Pressure Cooker Tuscan Lamb Shanks
Total Time: 1 hr 30 mins
Preparation Time: 30 mins
Cook Time: 1 hr
Ingredients
- 3/4 cup dried great northern beans
- 3 1/4 cups water, divided
- 3 lbs lamb shanks (about 2 large shanks)
- 2 tablespoons all-purpose flour
- 1/2 teaspoon salt
- 1/2 teaspoon fresh ground black pepper
- 2 teaspoons olive oil, divided
- 1/2 cup shallot, sliced
- 6 garlic cloves, sliced
- 1 cup dry red wine
- 1/4 cup sun-dried tomato
- 1 teaspoon dried rosemary
- 1 tablespoon worcestershire sauce
- 1 (14 1/4 ounce) can low sodium beef broth
- 2 tablespoons flat leaf parsley, chopped
- 5 cups egg noodles, hot cooked (about 4 cups uncooked pasta)
Recipe
- 1 sort and wash beans; combine with 3 cups water in a small saucepan. bring to a boil; cook 1 minute. remove from heat. let stand 20 minutes. drain; set aside.

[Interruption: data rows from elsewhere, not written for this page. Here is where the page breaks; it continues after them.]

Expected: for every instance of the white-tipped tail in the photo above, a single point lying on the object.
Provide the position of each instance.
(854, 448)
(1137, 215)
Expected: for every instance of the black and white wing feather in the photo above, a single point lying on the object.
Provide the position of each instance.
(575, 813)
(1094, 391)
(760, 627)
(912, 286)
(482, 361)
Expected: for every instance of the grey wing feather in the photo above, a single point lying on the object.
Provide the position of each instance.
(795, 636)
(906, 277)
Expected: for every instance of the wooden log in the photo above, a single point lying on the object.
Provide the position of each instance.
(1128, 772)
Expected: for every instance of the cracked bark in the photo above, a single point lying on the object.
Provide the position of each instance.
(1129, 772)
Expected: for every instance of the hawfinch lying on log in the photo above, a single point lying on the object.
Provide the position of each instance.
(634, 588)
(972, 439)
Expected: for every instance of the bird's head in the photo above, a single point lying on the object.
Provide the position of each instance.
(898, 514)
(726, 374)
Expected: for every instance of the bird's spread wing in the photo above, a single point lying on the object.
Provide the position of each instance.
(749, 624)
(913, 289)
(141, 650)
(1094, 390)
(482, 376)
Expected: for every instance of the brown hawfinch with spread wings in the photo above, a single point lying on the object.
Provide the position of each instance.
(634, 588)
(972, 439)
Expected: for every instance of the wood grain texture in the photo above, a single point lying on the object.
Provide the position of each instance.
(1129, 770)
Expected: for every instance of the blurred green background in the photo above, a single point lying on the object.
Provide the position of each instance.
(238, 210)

- 2 trim fat from lamb. place flour, salt, and pepper in a large zip-top plastic bag; add lamb. seal; shake to coat. remove lamb from bag; shake off excess flour mixture. reserve 1 1/2 teaspoons flour mixture, and set aside.

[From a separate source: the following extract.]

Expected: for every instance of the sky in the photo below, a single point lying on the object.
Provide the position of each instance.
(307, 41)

- 3 heat 1 teaspoon oil in a 6-quart pressure cooker over medium heat. add 1 lamb shank; cook 8 minutes on all sides or until browned. remove lamb from pan. repeat procedure with 1 teaspoon oil and 1 lamb shank.
- 4 add shallots and garlic, and sauté 2 minutes. add the beans, 1/4 cup water, reserved 1 1/2 teaspoons flour mixture, red wine, and the next 4 ingredients (wine through broth). close lid; bring to 15psi over high heat (about 7 minutes). adjust heat to level needed to maintain 15psi; cook 45 minutes.
- 5 remove from heat; place the cooker under cold running water. remove lid. remove lamb from pan; cool completely. remove meat from bones; discard bones, fat, and gristle. skim fat from surface. stir meat into bean mixture. sprinkle with parsley. serve over noodles.